Движимый желанием видеть себя как можно скорее посвященным рыцарем, Дон-Кихот кидает свою закуску, зовет хозяина, уводит его в конюшню и там, затворив дверь, падает пред ним на колени, говоря ему: "не встану, до тех пор не встану, благородный рыцарь, пока не получу от вас согласия на мою просьбу, исполнение которой озарит славою не только вас, но, быть может, всю вселенную". Хозяин, видя Дон-Кихота у ног своих, слыша его странные слова, убеждал его подняться с колен, но тщетны были все увещания хозяина, пока он не пообещал нашему герою исполнить его просьбу.

- Я этого ожидал от вашего великодушие, сказал Дон-Кихот. Просьба, с которою я намерен обратиться в вам, и которую вы так обязательно обещались исполнить, состоит в том, чтобы завтра, на рассвете, посвятить меня в рыцари; но перед тем, как удостоиться этого высокого звания, так пламенно мною ожидаемого, позвольте мне провести ночь в часовне вашего замка, на страже оружия, после чего мне дозволено будет, согласно уставам рыцарства, искать приключений по целому миру, карая виновных, защищая угнетенных и вообще исполняя все, в чему обязывает принимаемое мною звание.

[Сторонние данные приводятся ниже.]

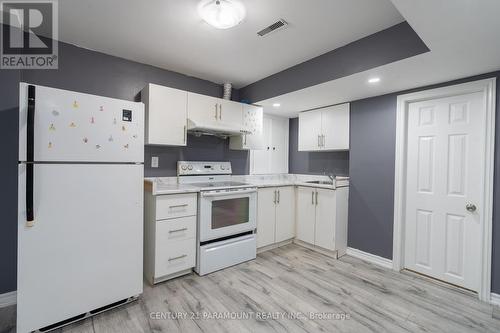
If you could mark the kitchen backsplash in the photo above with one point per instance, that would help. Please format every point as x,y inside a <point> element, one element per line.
<point>203,148</point>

Хозяин, человек себе на уме, заподозривши уже прежде своего гостя в помешательстве, при последних словах его убедился в этом окончательно и, желая вдоволь посмеяться, обещал исполнить его просьбу. Сказав Дон-Кихоту, что принятое им намерение свидетельствует о высоком уме его и совершенно соответствует такому высокому дворянину, каким, по словам хозяина, казался Дон-Кихот по виду и по своим изысканным манерам, хозяин добавил, что в молодые лета он сам вел жизнь странствующего рыцаря, посетив в поисках приключений предместья Малаги и Севильи, рынки Сеговии, острова Риаронские, оливковые сады Валенсии, окрестности Гренады, морские берега Сан-Лукара и всевозможные харчевни Толедо (Все эти места известны были во времена Сервантеса, как притоны всевозможных негодяев.), испытывая во всех этих местах легкость ног и искуство рук своих, и всюду оставляя следы своего пребывания, обольщая молодых девушек, совращая с пути истины вдов, грабя сирот и сделавшись известным чуть не во всех испанских судах, я, говорил хозяин, пришел укрыться теперь в этом замке, и живя своими и чужими деньгами, радушно принимаю в нем всех странствующих рыцарей, единственно из высокого уважения, питаемого мною в этому благородному сословию и в надежде, что они поделятся со мной кошельком своим в награду за мой радушный прием. Он сказал, наконец, что у него нет часовни, в которой бы Дон-Кихот мог провести ночь на страже оружия, уверив его, будто, желая выстроить новую, он сломал прежде бывшую часовню, но в утешение ему добавил, что законы рыцарства дозволяют, в крайнем случае, проводить ночь на страже оружия где бы то ни было, и предлагал для этой цели двор своего замка, на котором оп надеялся, при помощи Божией, на рассвете следующего дня исполнить над Дон-Кихотом обряд посвящения, так, чтобы чрез несколько часов он мог считать себя вполне посвященным рыцарем. Хозяин кончил речь свою вопросом, естьли у Дон-Кихота деньги?

- Ни одного мараведиса, и правду сказать, я нигде не читал, чтобы странствующие рыцари возили с собою деньги, ответил Дон-Кихот.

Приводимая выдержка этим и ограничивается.